The output needs a bit of manual review (see the mixing of 32-bit and 16-bit accesses to the same register in the second example), but it was definitely able to find something non-obvious in a sequence far too long for exhaustive search.
Assembler optimization is starting to sound like the ASIC tooling I've been reading about. That's exciting given what's been accomplished with that. :)
I'm not sure what your background is or how much you know about this stuff. Unlike software, almost every aspect of the tooling for hardware is Mega-HARD. Also, I collected a ton of shit on that this year in hopes academics or FOSS types will make OSS alternatives to Big Three. So, here's some intro and example links for you to go through to get an idea of processes and techniques involved. Only then, if you're still committed to learning, will I try to organize and send you some links on specific techniques for achieving them.
Note: I was going to post a custom flow w/ example of MIPS processor but damned thing is totally gone from Google and DuckDuckGo. And my filesharing service is down lol. Put an email address, public or disposable, in your profile then I'll send it to you manually. Or just email the address in my profile with your HN name in subject or body. It's too good to pass up. Do read the two intro's first so you appreciate the work that level requires.
I've finished reading the links. The first one was great. Thanks, I learnt something. It's not my field, but I'm vaguely familiar with the workflow, having friends who design ASICs, work at Xilinx, etc. I've encountered some algorithms in advanced compiler texts.
But what I was specifically curious about was applications of stochastic optimization to EDA workflow. It sounded like you'd seen papers on that topic.
My interest is purely in applications of stochastic optimization. I'm not about to jump into EDA.
Ok, now that I know your focus, I basically just used my fast googling technique and searched through recent archives to see if anything popped up.

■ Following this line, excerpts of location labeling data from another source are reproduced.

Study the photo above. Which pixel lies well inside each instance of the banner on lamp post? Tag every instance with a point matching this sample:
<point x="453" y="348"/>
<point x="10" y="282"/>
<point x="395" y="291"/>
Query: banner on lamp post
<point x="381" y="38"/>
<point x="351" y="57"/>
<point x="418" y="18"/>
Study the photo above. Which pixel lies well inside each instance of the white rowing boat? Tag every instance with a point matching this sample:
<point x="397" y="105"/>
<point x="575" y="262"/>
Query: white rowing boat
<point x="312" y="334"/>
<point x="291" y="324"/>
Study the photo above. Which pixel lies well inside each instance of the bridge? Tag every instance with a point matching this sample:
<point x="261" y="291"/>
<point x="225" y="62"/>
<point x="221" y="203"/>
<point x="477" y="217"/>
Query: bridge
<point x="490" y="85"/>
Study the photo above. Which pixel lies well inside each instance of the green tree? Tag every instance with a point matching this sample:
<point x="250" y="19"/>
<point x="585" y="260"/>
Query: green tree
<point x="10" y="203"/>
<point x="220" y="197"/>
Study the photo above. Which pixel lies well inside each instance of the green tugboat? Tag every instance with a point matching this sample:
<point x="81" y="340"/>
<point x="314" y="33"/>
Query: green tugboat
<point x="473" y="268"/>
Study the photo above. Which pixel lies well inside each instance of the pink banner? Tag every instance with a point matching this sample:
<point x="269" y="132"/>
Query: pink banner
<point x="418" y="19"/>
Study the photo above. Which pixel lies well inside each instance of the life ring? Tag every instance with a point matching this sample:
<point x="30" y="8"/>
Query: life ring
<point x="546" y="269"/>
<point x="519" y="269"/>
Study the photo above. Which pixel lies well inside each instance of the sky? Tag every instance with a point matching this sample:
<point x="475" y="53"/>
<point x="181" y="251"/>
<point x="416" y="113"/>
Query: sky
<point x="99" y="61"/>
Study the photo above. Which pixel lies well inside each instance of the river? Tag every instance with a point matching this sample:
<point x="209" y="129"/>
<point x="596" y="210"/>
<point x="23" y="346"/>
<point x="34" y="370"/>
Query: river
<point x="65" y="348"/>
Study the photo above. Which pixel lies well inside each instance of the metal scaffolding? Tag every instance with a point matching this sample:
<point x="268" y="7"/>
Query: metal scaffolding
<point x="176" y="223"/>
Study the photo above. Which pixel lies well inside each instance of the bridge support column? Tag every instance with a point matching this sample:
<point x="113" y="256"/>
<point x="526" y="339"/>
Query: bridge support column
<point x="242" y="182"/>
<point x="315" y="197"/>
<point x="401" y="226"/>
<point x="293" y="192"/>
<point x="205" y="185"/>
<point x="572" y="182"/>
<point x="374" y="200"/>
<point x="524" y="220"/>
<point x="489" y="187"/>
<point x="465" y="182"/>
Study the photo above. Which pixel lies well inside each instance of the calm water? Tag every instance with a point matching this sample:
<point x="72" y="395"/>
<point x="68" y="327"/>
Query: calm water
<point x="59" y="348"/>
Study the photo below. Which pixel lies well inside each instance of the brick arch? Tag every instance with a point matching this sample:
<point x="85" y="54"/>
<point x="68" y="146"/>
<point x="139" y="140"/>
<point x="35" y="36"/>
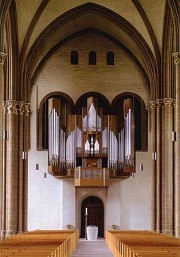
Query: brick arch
<point x="95" y="209"/>
<point x="104" y="101"/>
<point x="101" y="12"/>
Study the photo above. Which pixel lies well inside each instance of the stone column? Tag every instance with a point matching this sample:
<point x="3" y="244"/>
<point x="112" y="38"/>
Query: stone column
<point x="167" y="171"/>
<point x="11" y="168"/>
<point x="26" y="144"/>
<point x="158" y="171"/>
<point x="152" y="112"/>
<point x="177" y="145"/>
<point x="2" y="60"/>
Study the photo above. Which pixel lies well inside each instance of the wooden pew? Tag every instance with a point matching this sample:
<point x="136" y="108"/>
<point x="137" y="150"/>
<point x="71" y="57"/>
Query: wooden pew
<point x="40" y="243"/>
<point x="142" y="244"/>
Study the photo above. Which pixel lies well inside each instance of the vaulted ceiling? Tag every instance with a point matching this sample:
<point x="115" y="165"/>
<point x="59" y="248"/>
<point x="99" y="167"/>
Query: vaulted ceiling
<point x="138" y="26"/>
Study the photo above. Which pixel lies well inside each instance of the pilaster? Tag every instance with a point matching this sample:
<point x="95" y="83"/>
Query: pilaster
<point x="158" y="165"/>
<point x="167" y="167"/>
<point x="2" y="61"/>
<point x="15" y="167"/>
<point x="152" y="114"/>
<point x="176" y="57"/>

Here's various things in hardware, software, and architecture benefiting from SO to learn from or improve on in your own work.
Note: This does not do stochastic I don't think but a number of other methods. It's significant because it specifically mentions modern, typically large, designs avoid stochastic optimization for global issues because it's cost-prohibitive compared to geometric methods. That might have significant implications outside EDA, too. Might only be good for local optimizations that are tied together some other way.
Took a brief look. Seems like a cool idea, but it smells like early days.
The example listed on github (population count of 1s in a 64bit register) I thought was a little underwhelming. It took a poorly optimized loop, for some reason came to the conclusion that 0's would be more popular than they would be with a uniform distribution of inputs as you'd get in a compressed stream of bytes, for example (did I miss something there?), so it added some overhead to special case 0 even though 0 only takes one iteration through the loop anyway, and the loop still required up to 64 iterations if you have the high bit set. If doing population counts on compressed data (most of what traverses the internet), odds are you'll generally have at least one bit set in every byte, so it'll usually be doing a lot of iterations.
If the code matters, then on an x86_64 arch, you can definitely burn a few cache lines to use lookup tables for considerably more speed. 256 byte lookup (4 cache lines) to bring the loop down to 8 iterations, 64k (1k cache lines) to bring it down to 4, assuming you're confident you can warm that latter table up in the dcache with enough activity.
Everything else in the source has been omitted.